Almost sure convergence of the difference of two quantiles Let $X_1, ..., X_n$ be i.i.d. random variables with the same distribution as the random variable $X$. Let $F$ be the distribution function of $X$. We assume that $F$ and its quantile function $F^{-1}$ are $C^1$. Let $\alpha \in [0 ,1]$ be a probability and let $x_\alpha = F^{-1}(\alpha)$ be the corresponding quantile. Let $\widehat{F}_n(x)$ be the empirical distribution of $\{X_1, ..., X_n\}$. Let
$$
\widehat{X}_{\alpha} = X_{(\lceil \alpha n \rceil)}
$$
be the sample quantile based on order statistics. Can we prove that :
$$
F^{-1}\left(\widehat{F}_n \left(x_{\alpha}\right)\right)
- \widehat{X}_{\alpha} \xrightarrow[]{a.s.} 0 \qquad ?
$$
 A: The proof uses asymptotic expansions of $\widehat{X}_{\alpha}$ and $\widehat{F}_n \left(x_{\alpha}\right)$ and a Taylor expansion of the quantile function $F^{-1}$ at point $\alpha$. We know that the sample quantile converges almost surely to the quantile, i.e.
$$
\widehat{X}_{\alpha} \xrightarrow[]{a.s.} x_\alpha.
$$
This implies :
$$
\widehat{X}_{\alpha} = x_\alpha + \epsilon_1
$$
where $\epsilon_1$ is a random variable such that $\epsilon_1 \xrightarrow[]{a.s.} 0$. On the other hand, the empirical distribution converges almost surely to the distribution function :
$$
\widehat{F}_n(x) \xrightarrow[]{a.s.} F(x)
$$
for any $x \in \mathbb{R}$. This must be true for the quantile $x_\alpha$ :
$$
\widehat{F}_n(x_\alpha) \xrightarrow[]{a.s.} F(x_\alpha) = \alpha.
$$
Hence,
$$
\widehat{F}_n(x_\alpha) = \alpha + \epsilon_2
$$
where $\epsilon_2$ is a random variable such that $\epsilon_2 \xrightarrow[]{a.s.} 0$. The Taylor expansion of the quantile function $F^{-1}$ at point $\alpha$ :
$$
\begin{aligned}
F^{-1}\left(\widehat{F}_n \left(x_{\alpha}\right)\right)
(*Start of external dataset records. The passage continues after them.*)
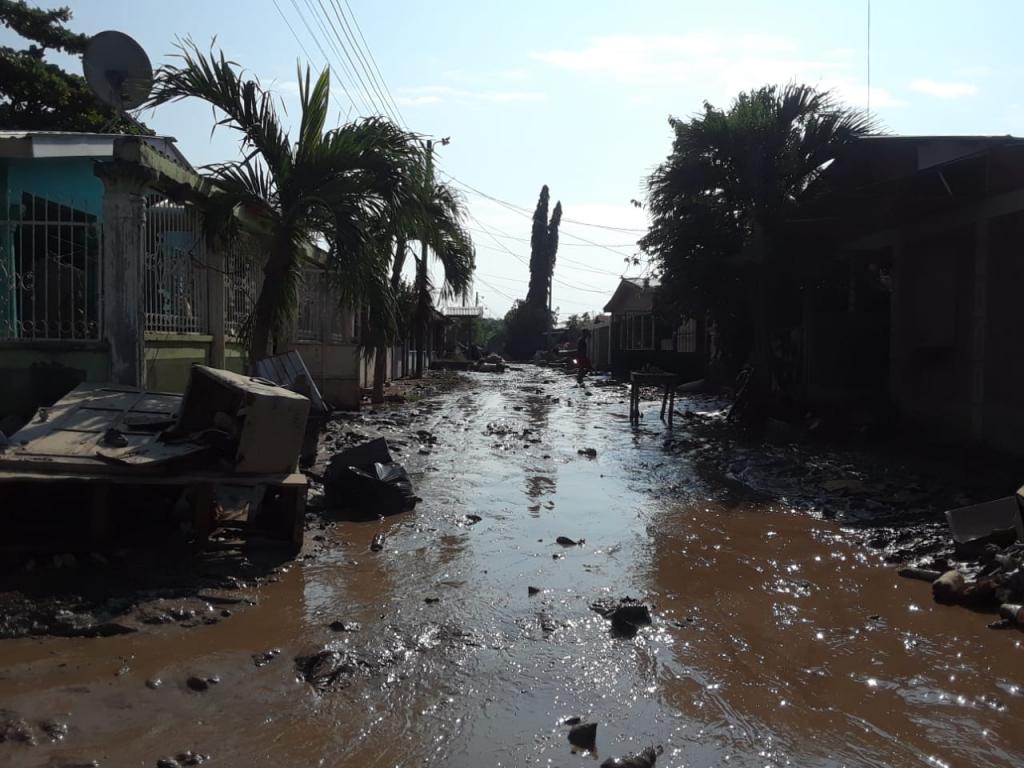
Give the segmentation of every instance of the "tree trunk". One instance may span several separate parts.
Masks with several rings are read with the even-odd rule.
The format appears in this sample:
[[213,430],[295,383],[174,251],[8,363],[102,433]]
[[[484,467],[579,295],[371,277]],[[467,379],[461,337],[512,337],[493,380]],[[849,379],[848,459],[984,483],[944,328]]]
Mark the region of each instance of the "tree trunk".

& = F^{-1}\left(\alpha + \epsilon_2\right) \\
& = F^{-1}(\alpha) + \left(F^{-1}\right)'(\xi) \epsilon_3 \\
& = x_\alpha + \left(F^{-1}\right)'(\xi) \epsilon_3
\end{aligned}
$$
for some $\xi$ between $\alpha$ and $\alpha + \epsilon_2$. Therefore :
$$
\begin{aligned}
F^{-1}\left(\widehat{F}_n \left(x_{\alpha}\right)\right) - \widehat{X}_{\alpha}
& = x_\alpha + \left(F^{-1}\right)'(\xi) \epsilon_3
- (x_\alpha + \epsilon_1) \\
& = \left(F^{-1}\right)'(\xi) \epsilon_3 - \epsilon_1
\end{aligned}
$$
because the quantiles $x_\alpha$ cancel. Since $\left(F^{-1}\right)'(\xi) \epsilon_3 - \epsilon_1 \xrightarrow[]{a.s.} 0$, this concludes the proof.